Неожиданно луна раздвинула тучи, которые ее закрывали. Это позволило нам разглядеть нескольких омохитхов. Они были у опушки леса, там же, где и раньше, и не делали никаких попыток, чтобы приблизиться к маяку. Я искал глазами Треугольника. Батис выстрелил. Омохитхи пригнулись, некоторые опустились на четвереньки и бросились наутек.
– Полюбуйтесь на своих друзей! – торжествующе сказал Батис. – Они уползают, как черви. Где еще вы могли видеть таких ничтожных созданий?
– На любом поле боя, идиот! Я и сам ползал по земле, когда надо мной свистели пули! – закричал я. – Не стреляйте! Как мы сможем найти с ними общий язык, если с маяка в них летят пули? Не стреляйте!
Одной рукой я направил дуло его ремингтона в небо. Однако Батис с яростью рванул винтовку на себя и разрядил ее в сторону леса.
– Не стреляйте! Не стреляйте, проклятый австриец! – зарычал я, пытаясь вырвать оружие у него из рук.
Кафф взбесился так, словно я хотел оторвать ему руку. Он взял винтовку наперевес и вытолкнул меня с балкона. Батис открыто объявлял мне войну, выкрикивая оскорбления в мой адрес. Красный от ярости, я опустился на стул, кусая губы. Нечего было и пытаться убедить в чем-либо человека, который потерял рассудок. Кафф последовал за мной. Он, рыча, отложил ремингтон в сторону и стал отчитывать меня: его речь то ускорялась, то неожиданно прерывалась, в ней не было ни связи, ни логики. Вместо ответа я просто наблюдал за ним, скрестив руки на груди, как это делают обвиняемые на скамье подсудимых. Он размахивал над головой своим гарпуном, похваляясь подвигами. Анерис сидела на полу, прижавшись к стене; ее кожа была гораздо темнее, чем всегда. Тоненьким голосом она затянула свою песню.

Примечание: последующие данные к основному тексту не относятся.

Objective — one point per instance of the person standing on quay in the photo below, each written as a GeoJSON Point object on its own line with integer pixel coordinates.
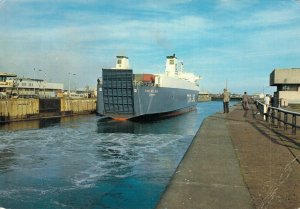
{"type": "Point", "coordinates": [226, 98]}
{"type": "Point", "coordinates": [267, 102]}
{"type": "Point", "coordinates": [245, 101]}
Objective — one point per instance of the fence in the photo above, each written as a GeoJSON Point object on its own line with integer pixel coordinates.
{"type": "Point", "coordinates": [281, 116]}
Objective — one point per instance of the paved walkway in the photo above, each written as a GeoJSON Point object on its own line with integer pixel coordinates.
{"type": "Point", "coordinates": [237, 161]}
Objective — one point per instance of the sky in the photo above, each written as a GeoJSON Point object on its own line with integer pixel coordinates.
{"type": "Point", "coordinates": [238, 41]}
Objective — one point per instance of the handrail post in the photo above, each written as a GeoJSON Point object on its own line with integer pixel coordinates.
{"type": "Point", "coordinates": [294, 127]}
{"type": "Point", "coordinates": [279, 118]}
{"type": "Point", "coordinates": [273, 116]}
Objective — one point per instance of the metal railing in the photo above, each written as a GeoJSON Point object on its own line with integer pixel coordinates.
{"type": "Point", "coordinates": [280, 116]}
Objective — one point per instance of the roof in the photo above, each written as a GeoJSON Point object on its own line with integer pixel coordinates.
{"type": "Point", "coordinates": [8, 74]}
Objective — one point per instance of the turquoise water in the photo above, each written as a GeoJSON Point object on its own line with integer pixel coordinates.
{"type": "Point", "coordinates": [83, 162]}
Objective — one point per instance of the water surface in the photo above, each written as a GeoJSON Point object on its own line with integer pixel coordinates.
{"type": "Point", "coordinates": [84, 162]}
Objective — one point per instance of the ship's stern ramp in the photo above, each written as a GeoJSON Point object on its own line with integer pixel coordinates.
{"type": "Point", "coordinates": [116, 93]}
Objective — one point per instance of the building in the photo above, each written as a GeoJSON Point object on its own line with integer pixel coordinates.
{"type": "Point", "coordinates": [287, 81]}
{"type": "Point", "coordinates": [5, 84]}
{"type": "Point", "coordinates": [13, 86]}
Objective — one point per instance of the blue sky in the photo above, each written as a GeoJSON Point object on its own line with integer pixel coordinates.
{"type": "Point", "coordinates": [240, 41]}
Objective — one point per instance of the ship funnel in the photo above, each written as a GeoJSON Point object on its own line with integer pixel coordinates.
{"type": "Point", "coordinates": [171, 66]}
{"type": "Point", "coordinates": [122, 62]}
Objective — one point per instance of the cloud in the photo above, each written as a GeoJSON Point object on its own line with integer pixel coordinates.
{"type": "Point", "coordinates": [274, 17]}
{"type": "Point", "coordinates": [234, 4]}
{"type": "Point", "coordinates": [2, 3]}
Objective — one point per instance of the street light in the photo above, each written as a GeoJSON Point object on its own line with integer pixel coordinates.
{"type": "Point", "coordinates": [69, 81]}
{"type": "Point", "coordinates": [34, 81]}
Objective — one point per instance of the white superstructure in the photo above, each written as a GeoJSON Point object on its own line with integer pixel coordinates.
{"type": "Point", "coordinates": [175, 77]}
{"type": "Point", "coordinates": [122, 62]}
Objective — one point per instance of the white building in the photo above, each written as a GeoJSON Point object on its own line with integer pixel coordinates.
{"type": "Point", "coordinates": [13, 86]}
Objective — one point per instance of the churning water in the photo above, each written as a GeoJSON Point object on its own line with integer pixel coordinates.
{"type": "Point", "coordinates": [83, 162]}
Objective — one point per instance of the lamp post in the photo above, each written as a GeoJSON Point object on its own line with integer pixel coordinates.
{"type": "Point", "coordinates": [69, 81]}
{"type": "Point", "coordinates": [34, 82]}
{"type": "Point", "coordinates": [45, 85]}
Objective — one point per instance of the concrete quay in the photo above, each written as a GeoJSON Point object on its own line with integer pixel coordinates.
{"type": "Point", "coordinates": [237, 160]}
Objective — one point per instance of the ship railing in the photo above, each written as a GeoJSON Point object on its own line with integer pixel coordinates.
{"type": "Point", "coordinates": [279, 117]}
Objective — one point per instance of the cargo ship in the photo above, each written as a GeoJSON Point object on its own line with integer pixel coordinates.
{"type": "Point", "coordinates": [123, 95]}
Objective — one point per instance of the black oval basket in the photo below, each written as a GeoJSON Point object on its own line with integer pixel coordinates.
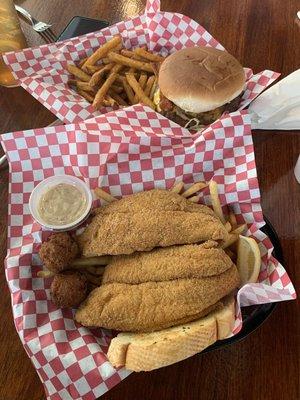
{"type": "Point", "coordinates": [254, 316]}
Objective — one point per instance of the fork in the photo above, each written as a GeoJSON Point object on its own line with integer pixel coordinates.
{"type": "Point", "coordinates": [41, 27]}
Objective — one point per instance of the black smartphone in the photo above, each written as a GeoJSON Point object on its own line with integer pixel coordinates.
{"type": "Point", "coordinates": [80, 26]}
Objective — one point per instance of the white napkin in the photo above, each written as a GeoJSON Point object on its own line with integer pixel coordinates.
{"type": "Point", "coordinates": [279, 106]}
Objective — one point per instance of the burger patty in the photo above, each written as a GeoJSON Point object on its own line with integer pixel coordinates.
{"type": "Point", "coordinates": [181, 117]}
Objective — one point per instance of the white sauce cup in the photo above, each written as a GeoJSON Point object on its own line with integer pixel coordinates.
{"type": "Point", "coordinates": [55, 180]}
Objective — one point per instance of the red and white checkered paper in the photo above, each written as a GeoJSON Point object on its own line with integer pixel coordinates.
{"type": "Point", "coordinates": [125, 151]}
{"type": "Point", "coordinates": [42, 70]}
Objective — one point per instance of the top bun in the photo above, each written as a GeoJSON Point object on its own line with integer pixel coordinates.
{"type": "Point", "coordinates": [200, 79]}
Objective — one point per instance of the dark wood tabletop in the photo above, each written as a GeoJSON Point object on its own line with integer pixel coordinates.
{"type": "Point", "coordinates": [262, 34]}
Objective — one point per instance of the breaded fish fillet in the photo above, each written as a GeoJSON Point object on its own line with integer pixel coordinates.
{"type": "Point", "coordinates": [153, 306]}
{"type": "Point", "coordinates": [159, 289]}
{"type": "Point", "coordinates": [175, 262]}
{"type": "Point", "coordinates": [156, 218]}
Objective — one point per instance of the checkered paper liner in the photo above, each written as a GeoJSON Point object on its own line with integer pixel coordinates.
{"type": "Point", "coordinates": [125, 151]}
{"type": "Point", "coordinates": [42, 70]}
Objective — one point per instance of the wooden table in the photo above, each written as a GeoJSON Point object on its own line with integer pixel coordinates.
{"type": "Point", "coordinates": [262, 35]}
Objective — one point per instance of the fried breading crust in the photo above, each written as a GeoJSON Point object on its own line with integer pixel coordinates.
{"type": "Point", "coordinates": [156, 218]}
{"type": "Point", "coordinates": [154, 305]}
{"type": "Point", "coordinates": [176, 262]}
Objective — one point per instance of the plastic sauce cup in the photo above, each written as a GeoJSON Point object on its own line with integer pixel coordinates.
{"type": "Point", "coordinates": [48, 183]}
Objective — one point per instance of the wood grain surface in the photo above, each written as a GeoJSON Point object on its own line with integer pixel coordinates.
{"type": "Point", "coordinates": [262, 34]}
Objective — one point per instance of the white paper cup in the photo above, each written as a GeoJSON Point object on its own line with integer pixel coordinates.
{"type": "Point", "coordinates": [45, 185]}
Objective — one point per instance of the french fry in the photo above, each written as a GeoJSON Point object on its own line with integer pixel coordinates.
{"type": "Point", "coordinates": [131, 54]}
{"type": "Point", "coordinates": [101, 194]}
{"type": "Point", "coordinates": [232, 220]}
{"type": "Point", "coordinates": [240, 229]}
{"type": "Point", "coordinates": [213, 188]}
{"type": "Point", "coordinates": [148, 56]}
{"type": "Point", "coordinates": [232, 238]}
{"type": "Point", "coordinates": [194, 199]}
{"type": "Point", "coordinates": [103, 50]}
{"type": "Point", "coordinates": [119, 59]}
{"type": "Point", "coordinates": [78, 73]}
{"type": "Point", "coordinates": [194, 189]}
{"type": "Point", "coordinates": [153, 89]}
{"type": "Point", "coordinates": [106, 60]}
{"type": "Point", "coordinates": [117, 88]}
{"type": "Point", "coordinates": [142, 83]}
{"type": "Point", "coordinates": [139, 91]}
{"type": "Point", "coordinates": [177, 188]}
{"type": "Point", "coordinates": [228, 226]}
{"type": "Point", "coordinates": [127, 53]}
{"type": "Point", "coordinates": [93, 68]}
{"type": "Point", "coordinates": [45, 274]}
{"type": "Point", "coordinates": [105, 87]}
{"type": "Point", "coordinates": [127, 88]}
{"type": "Point", "coordinates": [84, 86]}
{"type": "Point", "coordinates": [117, 98]}
{"type": "Point", "coordinates": [91, 261]}
{"type": "Point", "coordinates": [149, 85]}
{"type": "Point", "coordinates": [86, 95]}
{"type": "Point", "coordinates": [97, 76]}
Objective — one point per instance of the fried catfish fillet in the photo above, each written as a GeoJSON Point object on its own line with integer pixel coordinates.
{"type": "Point", "coordinates": [155, 293]}
{"type": "Point", "coordinates": [140, 222]}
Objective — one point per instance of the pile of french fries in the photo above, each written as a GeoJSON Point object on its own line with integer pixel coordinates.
{"type": "Point", "coordinates": [114, 76]}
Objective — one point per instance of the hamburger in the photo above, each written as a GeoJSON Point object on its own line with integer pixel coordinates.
{"type": "Point", "coordinates": [197, 85]}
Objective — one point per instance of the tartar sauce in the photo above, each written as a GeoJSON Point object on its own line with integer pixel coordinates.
{"type": "Point", "coordinates": [62, 204]}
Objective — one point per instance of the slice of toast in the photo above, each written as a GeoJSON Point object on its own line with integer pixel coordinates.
{"type": "Point", "coordinates": [148, 351]}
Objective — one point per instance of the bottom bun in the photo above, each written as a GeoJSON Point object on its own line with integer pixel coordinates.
{"type": "Point", "coordinates": [148, 351]}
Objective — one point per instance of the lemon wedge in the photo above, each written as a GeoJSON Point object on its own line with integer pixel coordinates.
{"type": "Point", "coordinates": [248, 260]}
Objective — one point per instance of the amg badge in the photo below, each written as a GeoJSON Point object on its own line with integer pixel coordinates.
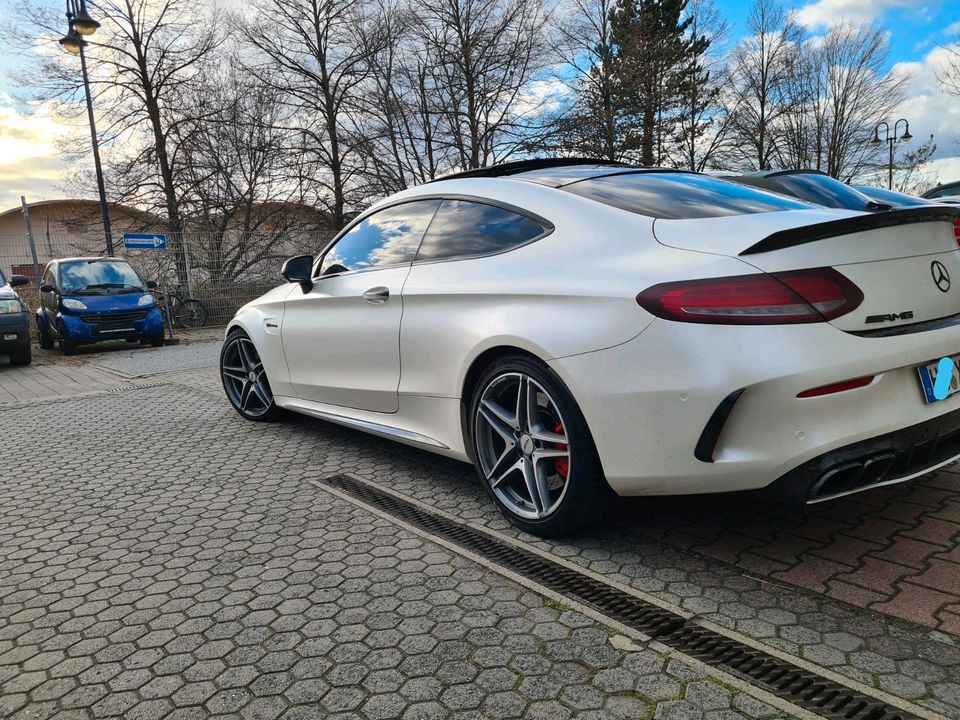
{"type": "Point", "coordinates": [890, 317]}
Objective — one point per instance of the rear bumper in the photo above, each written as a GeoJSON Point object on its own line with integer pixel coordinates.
{"type": "Point", "coordinates": [81, 331]}
{"type": "Point", "coordinates": [647, 402]}
{"type": "Point", "coordinates": [14, 330]}
{"type": "Point", "coordinates": [883, 460]}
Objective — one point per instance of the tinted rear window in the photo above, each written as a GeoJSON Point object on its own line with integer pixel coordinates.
{"type": "Point", "coordinates": [821, 189]}
{"type": "Point", "coordinates": [680, 196]}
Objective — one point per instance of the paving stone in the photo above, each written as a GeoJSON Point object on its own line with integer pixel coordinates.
{"type": "Point", "coordinates": [215, 586]}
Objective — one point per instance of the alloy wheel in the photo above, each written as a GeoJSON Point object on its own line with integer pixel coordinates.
{"type": "Point", "coordinates": [245, 379]}
{"type": "Point", "coordinates": [522, 447]}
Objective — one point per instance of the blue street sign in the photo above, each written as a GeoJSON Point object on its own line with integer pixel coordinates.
{"type": "Point", "coordinates": [145, 241]}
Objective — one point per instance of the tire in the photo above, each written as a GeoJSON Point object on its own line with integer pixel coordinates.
{"type": "Point", "coordinates": [23, 356]}
{"type": "Point", "coordinates": [510, 454]}
{"type": "Point", "coordinates": [253, 400]}
{"type": "Point", "coordinates": [191, 314]}
{"type": "Point", "coordinates": [46, 339]}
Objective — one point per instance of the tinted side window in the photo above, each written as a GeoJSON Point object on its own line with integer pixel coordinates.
{"type": "Point", "coordinates": [462, 228]}
{"type": "Point", "coordinates": [385, 238]}
{"type": "Point", "coordinates": [945, 191]}
{"type": "Point", "coordinates": [680, 195]}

Потерявший рассудок Батис пнул ее ногой. Он сделал это вслепую, не думая, куда придется его удар. В этот момент он казался мне страшнее омохитхов; я испытывал к нему такую ненависть, какой никогда не питал к ним. Град ударов Батиса повалил на пол мебель. Одной рукой он схватил Анерис за горло и прокричал ей прямо в ухо какую-то гадость на немецком языке. Его ручища душила ее. Я подумал, что он свернет ей шею, точно птице. Но этого не случилось. Он еще плотнее прижал свои губы к ее уху и стал шептать ей нежные слова. Батис говорил тоном, который был для него необычен. Более того: веки его глаз неожиданно набухли, еще чуть-чуть – и он бы разрыдался. Кафф, это воплощение человеческой грубости, был готов расплакаться. Из упавшего шкафчика выглядывала книга. Я подобрал ее. Это был том Фрейзера, который Батис от меня спрятал.
– Господи, вы это знали? – сказал я, стирая пыль с обложки. – Вы всегда это знали.